Short summary:  Jordan Briggs, the shock talk radio host of Overdrive with Jordan Briggs, is a woman who’s built her show at the expense of others’ dignity and doesn’t have a problem with that.  When a tragic stunt she pulled in the past on her show comes back to haunt her in the form of a mysterious male caller, “Bernie”,  who wants to play an increasingly dangerous game on the air with her, she finds out just how much her actions could cost her.  What follows is complete chaos, as she, her show producer Billy,  NY detective Cole Hundley and a whole slew of other characters race against time to stop the deadly game.

J.D. Barker in his author’s note says that he’s often accused of writing literary popcorn and that he’s OK with that.  His intention is to entertain, not to be profound or represent some moral or political cause.  I appreciate that honesty.  He knows the audience he wants and he writes for it.
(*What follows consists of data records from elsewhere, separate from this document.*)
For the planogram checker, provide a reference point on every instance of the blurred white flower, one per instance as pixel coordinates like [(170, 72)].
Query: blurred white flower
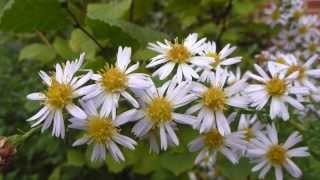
[(266, 152), (183, 55), (218, 58), (63, 88), (103, 132)]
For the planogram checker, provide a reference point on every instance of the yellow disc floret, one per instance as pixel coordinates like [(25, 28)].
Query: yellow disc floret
[(213, 139), (215, 57), (159, 110), (214, 98), (248, 133), (113, 79), (178, 53), (59, 95), (295, 68), (276, 87), (276, 155), (100, 129)]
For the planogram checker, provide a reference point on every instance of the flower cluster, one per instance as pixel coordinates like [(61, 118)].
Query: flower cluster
[(297, 45), (197, 88)]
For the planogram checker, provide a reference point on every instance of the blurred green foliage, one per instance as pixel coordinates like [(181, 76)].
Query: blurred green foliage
[(35, 34)]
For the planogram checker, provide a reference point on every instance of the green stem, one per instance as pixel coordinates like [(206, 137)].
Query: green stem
[(19, 139)]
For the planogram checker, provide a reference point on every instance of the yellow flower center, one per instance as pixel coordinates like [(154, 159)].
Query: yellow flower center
[(113, 79), (295, 68), (59, 95), (297, 14), (216, 59), (280, 60), (159, 110), (276, 155), (248, 134), (213, 139), (101, 129), (179, 53), (276, 87), (303, 29), (275, 15), (312, 47), (214, 98)]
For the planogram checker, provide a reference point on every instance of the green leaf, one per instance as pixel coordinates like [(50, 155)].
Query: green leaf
[(29, 15), (37, 51), (80, 42), (75, 158), (114, 166), (55, 175), (96, 12), (63, 49), (114, 9), (177, 162)]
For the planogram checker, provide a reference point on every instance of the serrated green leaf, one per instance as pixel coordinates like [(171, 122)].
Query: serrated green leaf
[(75, 158), (80, 42), (30, 15), (114, 9), (96, 12), (114, 166), (177, 163), (55, 175), (37, 51), (63, 49)]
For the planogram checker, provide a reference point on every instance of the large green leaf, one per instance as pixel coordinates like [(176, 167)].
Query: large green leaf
[(37, 51), (97, 13), (30, 15)]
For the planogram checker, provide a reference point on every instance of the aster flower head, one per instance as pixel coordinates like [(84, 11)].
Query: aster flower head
[(266, 152), (63, 88), (214, 99), (213, 142), (181, 55), (158, 113), (305, 71), (113, 82), (219, 59), (250, 125), (275, 87), (103, 132), (275, 16)]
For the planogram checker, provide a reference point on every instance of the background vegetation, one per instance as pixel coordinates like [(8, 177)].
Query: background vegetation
[(36, 34)]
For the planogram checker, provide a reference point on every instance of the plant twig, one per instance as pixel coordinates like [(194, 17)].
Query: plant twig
[(131, 11), (223, 20)]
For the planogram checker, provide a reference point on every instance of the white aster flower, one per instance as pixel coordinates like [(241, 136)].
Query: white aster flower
[(219, 59), (213, 142), (113, 82), (103, 132), (266, 152), (276, 87), (312, 47), (305, 71), (63, 89), (158, 113), (275, 16), (250, 125), (214, 100), (181, 55)]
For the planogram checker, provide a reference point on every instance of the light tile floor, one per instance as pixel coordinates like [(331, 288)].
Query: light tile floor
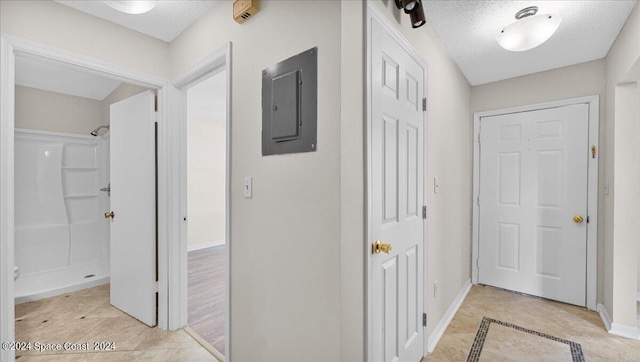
[(87, 317), (553, 318)]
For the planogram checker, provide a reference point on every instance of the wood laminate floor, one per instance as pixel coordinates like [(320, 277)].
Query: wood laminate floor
[(207, 295), (77, 321)]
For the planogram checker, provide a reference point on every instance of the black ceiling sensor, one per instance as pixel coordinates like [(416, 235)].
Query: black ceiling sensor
[(415, 11), (417, 17)]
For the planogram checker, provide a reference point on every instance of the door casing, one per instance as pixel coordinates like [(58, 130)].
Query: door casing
[(167, 171), (592, 188), (373, 14)]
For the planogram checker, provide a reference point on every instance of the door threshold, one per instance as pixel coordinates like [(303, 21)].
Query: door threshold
[(214, 352)]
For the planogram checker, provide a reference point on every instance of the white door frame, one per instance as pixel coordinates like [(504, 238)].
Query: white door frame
[(373, 14), (208, 66), (592, 188), (10, 46)]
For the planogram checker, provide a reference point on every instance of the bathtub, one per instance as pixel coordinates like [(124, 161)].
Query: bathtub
[(61, 240)]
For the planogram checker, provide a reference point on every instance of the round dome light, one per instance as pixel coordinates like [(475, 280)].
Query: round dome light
[(131, 7), (528, 32)]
That being said:  I’m not his audience.  At least not for this kind of book.

Don’t get me wrong - I actually do enjoy the occasional action thriller movie, and Die Hard ranks up there with some of my favorite movies, so I appreciate some of the similarities to this book.  It’s hard-core, all-in, over-the-top, make-your-senses-bleed action.  The problem is it’s exhausting.  At about 70 percent in, I was looking for someone to stop the ride and let me off, knowing that things were only going to get even more intense to the finish line.  I could have dealt with that, but in order to stay invested, you have to actually LIKE the characters.  With the exception of Cole, there wasn’t any character I felt particularly sympathetic towards.

Jordan is next level unlikeable.  She’s selfish, narcissistic, greedily ambitious, aloof, sarcastic and just generally unpleasant.   Her mini-me daughter, Charlotte, who’s 11, is the most obnoxious, precocious, snarky, thinks-she’s-smarter-than-every-adult child I’ve ever encountered in a book, and I HATE feeling that way or talking that way about a child, especially if I’m required by the story to feel sympathy towards her predicament.  Bernie is apparently omniscient, because despite the author’s explanation for how he sees, hears and knows everything everyone everywhere is doing, it’s so beyond human possibility that I’d have to bury my brain in the basement under 10 layers of concrete to believe it.

I know authors often use unlikeable characters to illustrate a redemptive “bad to good” arc.  That didn’t work for me in this book.  I didn’t end the book feeling warm and fuzzy toward Jordan, and maybe Barker wasn’t even going for that.  Because there was no one to root for, except for maybe Cole, the ending felt empty and unsatisfying.  I didn’t hate the book … it kept me invested in the way a fluff action movie would -  it just didn’t win my heart.  I would absolutely read other books by J. D. Barker - just not the action ones.

Thank you to NetGalley and the publisher for this ARC in exchange for my honest review.